Background technology
Liquid chromatography technology is a kind of high efficient separation technology, higher, applied widely at separating substances process intermediate-resolution.For chromatographic technique, chromatograph packing material is its technological core, decides the quality of actual chromatographic isolation effect.In recent years, the fast development of the high-technology fields such as biological medicine, more and more higher to chromatogram separation requirement, traditional chromatograph packing material can not meet the needs of scientific research and industry.Therefore, development of new high efficiency chromatography material, to meet current demand, becomes the research center of gravity of chromatogram worker.
The essential characteristic of liquid chromatogram process is that mobile phase penetrates through Stationary liquid, thus the separating property of liquid chromatogram and the material of chromatograph packing material and space structure (pore size distribution and pattern, granular size, porosity etc.) closely related.Thus can by selecting suitable material and regulating and controlling the raising that suitable space structure realizes chromatographic isolation effect.For the structure of chromatographic material, build perfusion macropore and diffusion hole in chromatograph packing material inside simultaneously, effectively can improve separative efficiency, realize the quick separating of material.This is because perfusion macropore can make mobile phase in the mode of convection current quickly through Stationary liquid, and mass transfer rate improves greatly; And diffusion hole provides more adsorption site, thus effectively improve adsorption capacity.From upper surface analysis, this unique double-pore structure contributes to the lifting of chromatograph packing material separating property, the purifying that it is quick, the stalling characteristic of high power capacity is especially applicable to large biological molecule.Therefore, in chromatograph packing material, build suitable double-pore structure is the effective way improving chromatographic performance.
For bio-separation, another one key factor is that the material of chromatograph packing material is selected.Cellulose is a kind of straight-chain polysaccharide, is widely used as chromatographic stationary phases, biomolecule of purifying.Why cellulose can be widely used, and is because cellulose has plurality of advantages, and comprising to have biocompatibility, be easy to generally ligand modified and suitable porosity thus have high-adsorption-capacity etc. with biomolecule.Although cellulose has above advantage, synthesize and be the Stationary liquid of matrix with cellulose and be not easy, particularly there is the cellulose microsphere of double-pore structure.Its major obstacle factor is that cellulose has flourishing intermolecular hydrogen bonding, thus causes its water insoluble and common organic solvents.Up to the present, only have a small amount of solvent system can dissolving cellulos, the dimethyl sulphoxide solution of such as methyl morpholine oxide, dimethylacetylamide, ammonium fluoride and fused salt hydrate etc., but these solvent overwhelming majority have certain harm for environment, in all these solvents, methyl morpholine oxide is only had to reach industrially scalable in the application of cellulose process.Even but methyl morpholine oxide also exists a lot of defect, as thermal instability, more side reaction and course of dissolution need high temperature etc.Therefore, a kind of new solvent system of cellulose processing industry active demand.

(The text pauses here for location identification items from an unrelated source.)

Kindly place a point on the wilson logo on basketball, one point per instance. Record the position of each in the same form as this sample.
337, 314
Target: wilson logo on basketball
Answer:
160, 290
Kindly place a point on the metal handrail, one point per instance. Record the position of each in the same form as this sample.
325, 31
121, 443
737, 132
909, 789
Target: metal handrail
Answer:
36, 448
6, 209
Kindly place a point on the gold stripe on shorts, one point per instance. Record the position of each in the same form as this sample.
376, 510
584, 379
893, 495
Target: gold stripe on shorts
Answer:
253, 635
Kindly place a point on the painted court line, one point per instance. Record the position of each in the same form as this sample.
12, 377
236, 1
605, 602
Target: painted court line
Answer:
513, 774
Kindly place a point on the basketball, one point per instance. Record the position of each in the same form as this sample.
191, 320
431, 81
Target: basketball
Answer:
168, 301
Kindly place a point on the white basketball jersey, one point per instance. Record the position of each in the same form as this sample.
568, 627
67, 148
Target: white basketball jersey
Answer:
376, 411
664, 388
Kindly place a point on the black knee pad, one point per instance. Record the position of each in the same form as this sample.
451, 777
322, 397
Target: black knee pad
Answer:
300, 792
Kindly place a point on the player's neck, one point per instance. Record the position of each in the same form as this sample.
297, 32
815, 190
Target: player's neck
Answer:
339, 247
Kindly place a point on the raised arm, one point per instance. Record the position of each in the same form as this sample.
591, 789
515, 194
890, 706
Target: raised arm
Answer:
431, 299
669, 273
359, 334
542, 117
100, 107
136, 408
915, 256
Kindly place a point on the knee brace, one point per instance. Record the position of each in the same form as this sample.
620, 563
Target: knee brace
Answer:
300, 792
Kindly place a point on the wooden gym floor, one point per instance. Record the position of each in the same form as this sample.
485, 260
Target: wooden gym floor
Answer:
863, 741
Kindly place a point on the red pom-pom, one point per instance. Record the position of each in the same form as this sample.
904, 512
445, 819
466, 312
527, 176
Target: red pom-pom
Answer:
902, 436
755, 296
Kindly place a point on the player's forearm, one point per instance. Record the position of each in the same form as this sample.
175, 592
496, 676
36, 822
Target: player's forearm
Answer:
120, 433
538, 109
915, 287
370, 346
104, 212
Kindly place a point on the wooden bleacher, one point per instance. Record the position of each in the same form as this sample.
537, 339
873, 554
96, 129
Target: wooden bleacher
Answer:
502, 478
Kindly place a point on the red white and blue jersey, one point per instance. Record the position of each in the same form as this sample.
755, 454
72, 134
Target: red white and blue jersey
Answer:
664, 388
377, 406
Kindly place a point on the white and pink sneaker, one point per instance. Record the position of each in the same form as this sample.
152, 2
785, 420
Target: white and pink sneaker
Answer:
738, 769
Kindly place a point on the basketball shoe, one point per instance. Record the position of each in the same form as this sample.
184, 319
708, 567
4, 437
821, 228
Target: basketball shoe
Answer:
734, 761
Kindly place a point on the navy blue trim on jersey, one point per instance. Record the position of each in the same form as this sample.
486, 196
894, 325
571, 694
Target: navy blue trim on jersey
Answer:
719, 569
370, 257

Recently, be found can dissolving cellulos for different kinds of ions liquid (being also referred to as green solvent).2002, first the people such as Rogers found that cellulose can be dissolved in ionic liquid (1-butyl-3-methylimidazolium chloride), and have studied the dissolution characteristics of this ionic liquid.In ensuing a few year, scientific research personnel has carried out more deep research to utilizing 1-butyl-3-methylimidazolium chloride dissolving cellulos, and has successfully prepared several cellulosic material, as fiber, film, gel etc.Compared to other common solvents, 1-butyl-3-methylimidazolium chloride has more advantage, and such as vapour pressure is higher, be easy to recycle, higher heat endurance and simple to operate etc.Based on these advantages, this novel dissolvent has broad application prospects in cellulosic material field.
By the inspiration of cellulose solvent new development, the present invention proposes the new method that the two emulsifying technology of a kind of combination prepares macroporous cellulose microballoon.The macroporous cellulose microballoon excellent performance prepared by the method, is suitable as Stationary Phase for HPLC with separating-purifying biomolecule very much.
Summary of the invention
The object of the invention is to the inherent shortcoming for current cellulose solvent, provide a kind of ionic liquid that utilizes to regenerate the method preparing flash chromatography macroporous cellulose microballoon.The cellulose microsphere utilizing the inventive method to prepare has double-pore structure, comprise perfusion hole and diffusion hole, effectively can improve the mass transfer rate of chromatographic stationary phases and the adsorption capacity to biomolecule, thus effectively improve the separating property of chromatograph packing material, and preparation process environmental protection.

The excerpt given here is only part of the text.